Hopefully this is a sign that hurricanes will be record setting for the next decade and that this is absolutely the best time to move out of Florida. Let a corporation buy your house for all cash with the expectation to rent or AirBnB it. Their loss hurts no one.
We have a Habitat for Humanity house/mortgage. Structure is new and well above code, far enough inland to not worry much about hurricane winds and flooding. At least we're not likely to take it in the teeth except in the most extreme event, and it would have to hit hard, and just west of us.
Know what I've been thinking about? Tornadoes. Grew up in Oklahoma, I know what that shit is about. Last summer my wife left for the bank and it turned black, within minutes, solar lights on at 10AM. Got to thinking, "We may be set for hurricanes, but no house is proof against the tornadoes that come with them."
Even worse, I'm about to pay the house off. Nice, right?
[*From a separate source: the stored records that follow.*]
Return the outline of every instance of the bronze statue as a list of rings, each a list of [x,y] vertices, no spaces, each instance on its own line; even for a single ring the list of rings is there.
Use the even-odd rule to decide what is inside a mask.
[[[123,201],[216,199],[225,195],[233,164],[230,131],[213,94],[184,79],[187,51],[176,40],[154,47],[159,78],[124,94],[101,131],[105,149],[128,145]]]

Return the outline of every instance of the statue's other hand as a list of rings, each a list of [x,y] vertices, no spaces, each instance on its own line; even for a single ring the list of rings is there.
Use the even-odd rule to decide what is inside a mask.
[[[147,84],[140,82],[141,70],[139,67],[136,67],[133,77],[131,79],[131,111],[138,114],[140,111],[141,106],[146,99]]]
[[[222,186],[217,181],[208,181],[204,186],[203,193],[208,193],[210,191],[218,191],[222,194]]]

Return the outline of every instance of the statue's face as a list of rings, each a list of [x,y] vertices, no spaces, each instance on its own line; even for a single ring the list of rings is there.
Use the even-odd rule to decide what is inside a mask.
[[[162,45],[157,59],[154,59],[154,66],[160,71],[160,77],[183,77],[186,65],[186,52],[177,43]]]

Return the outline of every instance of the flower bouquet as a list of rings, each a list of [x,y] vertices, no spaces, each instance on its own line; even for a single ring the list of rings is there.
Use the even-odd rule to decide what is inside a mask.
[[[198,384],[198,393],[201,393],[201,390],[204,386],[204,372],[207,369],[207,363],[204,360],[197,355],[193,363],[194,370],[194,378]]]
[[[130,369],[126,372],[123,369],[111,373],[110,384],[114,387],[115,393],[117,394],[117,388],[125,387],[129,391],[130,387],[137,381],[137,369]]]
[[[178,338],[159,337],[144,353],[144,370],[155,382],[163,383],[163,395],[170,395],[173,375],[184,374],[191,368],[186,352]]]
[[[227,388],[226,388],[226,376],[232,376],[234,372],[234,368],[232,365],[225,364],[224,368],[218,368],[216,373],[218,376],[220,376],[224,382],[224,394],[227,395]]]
What if I can't insure it in my old age? Just turned the corner on my earning potential, maybe we can't coast until death? In any case, I want to leave it to my (now) small children.
LOL, and I commented on here about maybe renting the place out when I retire. Got run over with landlord hate. "Alright you fuckers. Go buy a damned house then. Won't be renting mine out at a good rate. Less fair-housing on the market, good deal, right?"
My camp is halfway between Crestview and Milton in Holt. I'd would have killed to get out there and see it before the melt, too scared to drive, my RWD truck wouldn't make it earlier today. I'll try tomorrow and see what I see.
LOL, hard no. I have scrapers, somewhere. Think one is at camp to brush leaves off stuff. Have a snow shovel! Forgot about that, bought it for shoveling ash out the fire pit.
We got paralyzed for a day, mostly melted off, ice on the streets tomorrow. Been too lazy to wipe it off our cars.
That being said you live in Florida and you're being robbed of your sun which ain't cool.
How are the drivers handling it? I know when snow goes places it typically doesn't go lots of drivers don't change any behaviors which leads to many many cars in ditches and piled up.
Rare restraint from the Floridians. I'm surprised nobody is out with a lifted truck, rope and sled. We usually see that every time is snows below the typical elevations around here.
I think part of the problem in the south is people who aren’t used to it and think 4WD/AWD is a magic bullet and otherwise drive like normal, but another problem is people from up north who are used to driving in snow but mainly snow that is properly treated and facing snow in an area where the treatment plan is “wait two days for it to melt” is not the same.
Oh I am very aware. We once had like an inch of hail build up on the streets around here. This is a city that hasn't seen snow or ice on the roads since like 1897 mind you. Anyway when that small sheet of slushy ice plopped down it basically gridlocked the city with accidents because nobody slowed down or anything. People really don't take changing conditions into account very often.
The problem with AWD is that people know it makes it easy to accelerate and turn in slippery conditions but they fail to recognize that AWD does nothing to help you stop.
Its never the speed that kills you, its the sudden stop.